ちなみに、小谷野敦文学博士、中島義道哲学博士、春日武彦医学博士、
この3人の博士は未成熟三銃士と勝手に命名している。
3博士ともにいいご年齢なのにまったく成熟していないのが感動的である。
「大人にならない(なれない?)」のもひとつの才能なのだと思う。
読者としてのわたしが知るなかでもっとも大人であるのは心理療法家の河合隼雄氏である。
潮出版社と岩波書店から同時に本を出せる人が河合氏のほかにいるのだろうか。
いるかもしれないが、あれほど節操がないのはやはり稀有なのではないか。

作家の知的&顔面偏差値と読者のそれはいったいどういう関係にあるのか。
自分でも信じられないが、
こんなブログにも少数ながらご関心をお持ちの方がいらっしゃるようだ。
学歴マニアの小谷野博士ではないから偏差値はまあどうでもいいが、
どんなお顔をしているのかはちょっぴり興味がある。
もちろん、作者の顔と読者の顔に関連性などないのはわかっているけれどさ。
顔というのは思いのほかその人の情報を伝えるような気がする(少なくとも学歴よりは)。
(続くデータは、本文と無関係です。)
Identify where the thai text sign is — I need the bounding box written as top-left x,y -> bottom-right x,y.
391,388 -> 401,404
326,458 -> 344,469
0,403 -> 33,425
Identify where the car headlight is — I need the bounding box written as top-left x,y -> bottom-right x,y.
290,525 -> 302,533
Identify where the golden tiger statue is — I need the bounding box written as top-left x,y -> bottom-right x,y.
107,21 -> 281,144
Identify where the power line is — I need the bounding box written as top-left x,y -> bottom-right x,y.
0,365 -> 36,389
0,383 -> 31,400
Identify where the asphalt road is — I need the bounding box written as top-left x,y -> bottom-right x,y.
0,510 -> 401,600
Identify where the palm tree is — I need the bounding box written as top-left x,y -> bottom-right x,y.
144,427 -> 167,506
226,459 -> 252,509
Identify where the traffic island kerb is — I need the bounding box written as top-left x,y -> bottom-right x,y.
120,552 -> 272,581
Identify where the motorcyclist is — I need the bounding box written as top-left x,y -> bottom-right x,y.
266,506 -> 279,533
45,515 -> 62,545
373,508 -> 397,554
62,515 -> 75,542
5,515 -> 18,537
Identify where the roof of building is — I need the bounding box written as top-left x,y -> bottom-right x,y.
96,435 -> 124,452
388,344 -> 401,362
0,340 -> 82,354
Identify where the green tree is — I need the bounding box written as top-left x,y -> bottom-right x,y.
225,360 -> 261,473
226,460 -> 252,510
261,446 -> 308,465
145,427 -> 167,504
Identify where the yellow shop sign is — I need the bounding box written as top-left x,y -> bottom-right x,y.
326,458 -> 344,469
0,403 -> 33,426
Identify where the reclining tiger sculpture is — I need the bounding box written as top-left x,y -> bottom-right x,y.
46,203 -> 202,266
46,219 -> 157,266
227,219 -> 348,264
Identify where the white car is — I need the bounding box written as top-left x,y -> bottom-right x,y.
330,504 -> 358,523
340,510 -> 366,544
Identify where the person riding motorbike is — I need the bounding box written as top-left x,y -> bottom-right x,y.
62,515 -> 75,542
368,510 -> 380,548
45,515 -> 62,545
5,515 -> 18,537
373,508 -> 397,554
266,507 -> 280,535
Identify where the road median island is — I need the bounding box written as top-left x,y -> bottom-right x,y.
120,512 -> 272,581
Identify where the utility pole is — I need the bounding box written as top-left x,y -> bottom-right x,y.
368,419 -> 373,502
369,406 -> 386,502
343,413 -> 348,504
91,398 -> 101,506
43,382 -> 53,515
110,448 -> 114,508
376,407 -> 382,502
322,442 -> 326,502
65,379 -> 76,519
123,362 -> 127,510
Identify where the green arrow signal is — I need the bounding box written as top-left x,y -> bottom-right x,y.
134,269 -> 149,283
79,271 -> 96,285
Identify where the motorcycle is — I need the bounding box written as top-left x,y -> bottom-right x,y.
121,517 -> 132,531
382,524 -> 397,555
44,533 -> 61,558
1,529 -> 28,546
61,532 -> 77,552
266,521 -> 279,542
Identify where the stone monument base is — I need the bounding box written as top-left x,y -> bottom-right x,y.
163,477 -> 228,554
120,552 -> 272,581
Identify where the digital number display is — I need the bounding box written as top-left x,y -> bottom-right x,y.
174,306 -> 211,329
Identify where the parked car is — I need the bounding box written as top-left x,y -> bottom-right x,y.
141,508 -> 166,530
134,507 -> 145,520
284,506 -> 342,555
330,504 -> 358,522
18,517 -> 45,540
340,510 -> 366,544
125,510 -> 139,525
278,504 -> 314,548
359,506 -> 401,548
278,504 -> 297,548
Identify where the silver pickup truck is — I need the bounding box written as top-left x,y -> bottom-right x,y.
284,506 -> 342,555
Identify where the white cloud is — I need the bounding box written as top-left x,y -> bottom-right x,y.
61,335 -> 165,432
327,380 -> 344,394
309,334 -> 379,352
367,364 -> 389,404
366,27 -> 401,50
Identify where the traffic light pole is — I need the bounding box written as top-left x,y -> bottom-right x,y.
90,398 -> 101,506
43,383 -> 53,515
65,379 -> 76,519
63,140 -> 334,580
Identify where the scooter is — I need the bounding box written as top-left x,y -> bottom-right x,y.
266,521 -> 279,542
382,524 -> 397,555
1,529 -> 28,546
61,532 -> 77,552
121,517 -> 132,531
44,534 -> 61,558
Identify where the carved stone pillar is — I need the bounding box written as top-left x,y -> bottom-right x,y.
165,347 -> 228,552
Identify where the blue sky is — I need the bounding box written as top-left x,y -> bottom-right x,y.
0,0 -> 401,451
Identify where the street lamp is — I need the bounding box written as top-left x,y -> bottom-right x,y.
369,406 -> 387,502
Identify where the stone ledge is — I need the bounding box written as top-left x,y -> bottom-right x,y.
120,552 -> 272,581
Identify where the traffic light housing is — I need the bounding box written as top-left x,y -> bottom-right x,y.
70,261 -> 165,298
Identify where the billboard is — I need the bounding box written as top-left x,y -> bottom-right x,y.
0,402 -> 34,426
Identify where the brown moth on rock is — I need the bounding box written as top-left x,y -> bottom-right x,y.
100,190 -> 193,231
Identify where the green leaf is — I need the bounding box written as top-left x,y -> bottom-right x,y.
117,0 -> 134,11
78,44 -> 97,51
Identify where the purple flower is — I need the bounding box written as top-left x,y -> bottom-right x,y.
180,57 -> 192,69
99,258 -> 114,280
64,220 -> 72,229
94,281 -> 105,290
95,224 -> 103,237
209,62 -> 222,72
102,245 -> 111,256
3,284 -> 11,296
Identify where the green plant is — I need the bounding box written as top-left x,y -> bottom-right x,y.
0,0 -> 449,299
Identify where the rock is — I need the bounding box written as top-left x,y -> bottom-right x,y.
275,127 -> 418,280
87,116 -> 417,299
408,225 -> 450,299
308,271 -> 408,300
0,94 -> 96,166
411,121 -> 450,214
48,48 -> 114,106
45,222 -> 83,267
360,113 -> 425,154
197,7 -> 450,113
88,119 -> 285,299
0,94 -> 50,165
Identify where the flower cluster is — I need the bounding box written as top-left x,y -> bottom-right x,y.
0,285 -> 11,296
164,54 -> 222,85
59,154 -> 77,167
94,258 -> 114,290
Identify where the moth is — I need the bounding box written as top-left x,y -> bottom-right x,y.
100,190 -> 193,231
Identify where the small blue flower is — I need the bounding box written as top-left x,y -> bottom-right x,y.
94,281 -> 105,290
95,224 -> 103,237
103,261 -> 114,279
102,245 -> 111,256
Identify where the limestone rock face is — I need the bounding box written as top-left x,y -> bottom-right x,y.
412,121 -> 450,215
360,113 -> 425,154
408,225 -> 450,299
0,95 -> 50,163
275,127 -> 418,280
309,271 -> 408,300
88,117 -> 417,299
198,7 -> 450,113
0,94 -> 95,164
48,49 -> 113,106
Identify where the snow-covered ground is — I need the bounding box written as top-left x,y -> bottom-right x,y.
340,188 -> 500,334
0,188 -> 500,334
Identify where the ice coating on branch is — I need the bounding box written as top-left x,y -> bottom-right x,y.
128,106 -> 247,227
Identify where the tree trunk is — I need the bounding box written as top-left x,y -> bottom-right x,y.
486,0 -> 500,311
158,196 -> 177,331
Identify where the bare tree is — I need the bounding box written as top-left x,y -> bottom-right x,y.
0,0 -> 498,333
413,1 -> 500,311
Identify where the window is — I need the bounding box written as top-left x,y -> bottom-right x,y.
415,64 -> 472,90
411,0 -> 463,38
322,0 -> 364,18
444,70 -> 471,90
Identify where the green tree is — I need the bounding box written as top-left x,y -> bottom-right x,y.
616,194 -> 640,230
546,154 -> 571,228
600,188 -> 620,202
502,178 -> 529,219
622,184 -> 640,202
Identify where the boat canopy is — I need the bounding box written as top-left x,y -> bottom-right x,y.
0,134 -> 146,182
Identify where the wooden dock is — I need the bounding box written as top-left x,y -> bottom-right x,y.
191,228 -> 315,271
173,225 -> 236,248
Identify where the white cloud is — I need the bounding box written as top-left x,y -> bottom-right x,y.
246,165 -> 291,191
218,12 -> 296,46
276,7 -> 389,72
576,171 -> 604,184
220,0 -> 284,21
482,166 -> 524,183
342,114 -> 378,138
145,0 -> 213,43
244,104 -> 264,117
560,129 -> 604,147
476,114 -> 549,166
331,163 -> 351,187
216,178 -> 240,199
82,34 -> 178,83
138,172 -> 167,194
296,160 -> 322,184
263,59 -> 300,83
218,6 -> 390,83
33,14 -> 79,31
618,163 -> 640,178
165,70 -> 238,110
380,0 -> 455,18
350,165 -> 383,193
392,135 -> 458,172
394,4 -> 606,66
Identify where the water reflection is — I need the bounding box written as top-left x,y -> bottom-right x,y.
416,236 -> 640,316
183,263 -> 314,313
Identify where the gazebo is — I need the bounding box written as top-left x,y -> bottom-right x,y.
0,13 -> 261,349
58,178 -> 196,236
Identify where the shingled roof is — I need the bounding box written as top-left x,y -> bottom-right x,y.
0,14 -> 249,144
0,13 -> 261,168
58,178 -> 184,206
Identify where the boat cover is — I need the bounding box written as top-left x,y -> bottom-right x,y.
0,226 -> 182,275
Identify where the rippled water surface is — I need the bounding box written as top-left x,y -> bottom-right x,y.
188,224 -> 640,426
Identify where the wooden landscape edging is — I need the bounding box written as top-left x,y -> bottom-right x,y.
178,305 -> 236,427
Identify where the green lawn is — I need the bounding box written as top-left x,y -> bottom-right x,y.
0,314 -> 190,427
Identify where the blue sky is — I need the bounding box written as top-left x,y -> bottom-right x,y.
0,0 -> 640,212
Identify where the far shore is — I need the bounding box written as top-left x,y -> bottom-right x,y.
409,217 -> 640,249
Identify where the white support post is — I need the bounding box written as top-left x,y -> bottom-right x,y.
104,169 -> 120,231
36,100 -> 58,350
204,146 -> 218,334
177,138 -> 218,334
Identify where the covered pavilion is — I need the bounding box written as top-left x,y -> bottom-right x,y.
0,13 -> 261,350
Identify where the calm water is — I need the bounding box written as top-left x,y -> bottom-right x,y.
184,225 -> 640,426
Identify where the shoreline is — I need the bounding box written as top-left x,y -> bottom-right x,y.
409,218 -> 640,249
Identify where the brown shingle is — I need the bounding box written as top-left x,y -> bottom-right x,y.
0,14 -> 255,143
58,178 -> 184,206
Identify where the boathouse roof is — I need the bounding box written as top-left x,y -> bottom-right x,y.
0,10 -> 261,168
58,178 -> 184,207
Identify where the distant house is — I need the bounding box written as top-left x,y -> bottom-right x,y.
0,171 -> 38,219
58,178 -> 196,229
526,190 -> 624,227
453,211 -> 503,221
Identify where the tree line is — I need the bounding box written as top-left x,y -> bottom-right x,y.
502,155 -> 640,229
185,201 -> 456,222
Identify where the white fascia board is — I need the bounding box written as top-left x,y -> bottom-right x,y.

わたしがメール文通のようなものが苦手で、できたら逢いたがるのもこのためだ。
おなじ内容(文章)でもどんな顔の人が言うかで大違いなのではないか。
侮辱的発言や罵詈雑言でも心が病んでいると思しき貧相な高齢者から言われたのなら、
相手への同情が先立ち怒る気もしないだろう。
年下の美人からならなにを言われてもニコニコしているかもしれないし(これはウソだな)、
逆に美人だから調子に乗るなよと攻撃的になる可能性も高い(……いやなやつやね)。
精神科医は絶対に対面しないと診断できないわけである。
精神科医の偉いところは(ナースはいようが)一対一で面会しているところだ。
新興宗教の勧誘(折伏)のようにひとりを複数で囲んでいるのではない。
逢うのは一対一が好きだ。別に相手の学歴(偏差値)など事前に知らなくてもよい。
考えてみれば、読書とは面談と似たような作者と読者の一対一の勝負である。
こちらの顔を向こうに知られなくてよいのは書籍代を支払っているからだろう。
書評で相手の顔のことを持ち出すのはフェアかアンフェアかはわからない。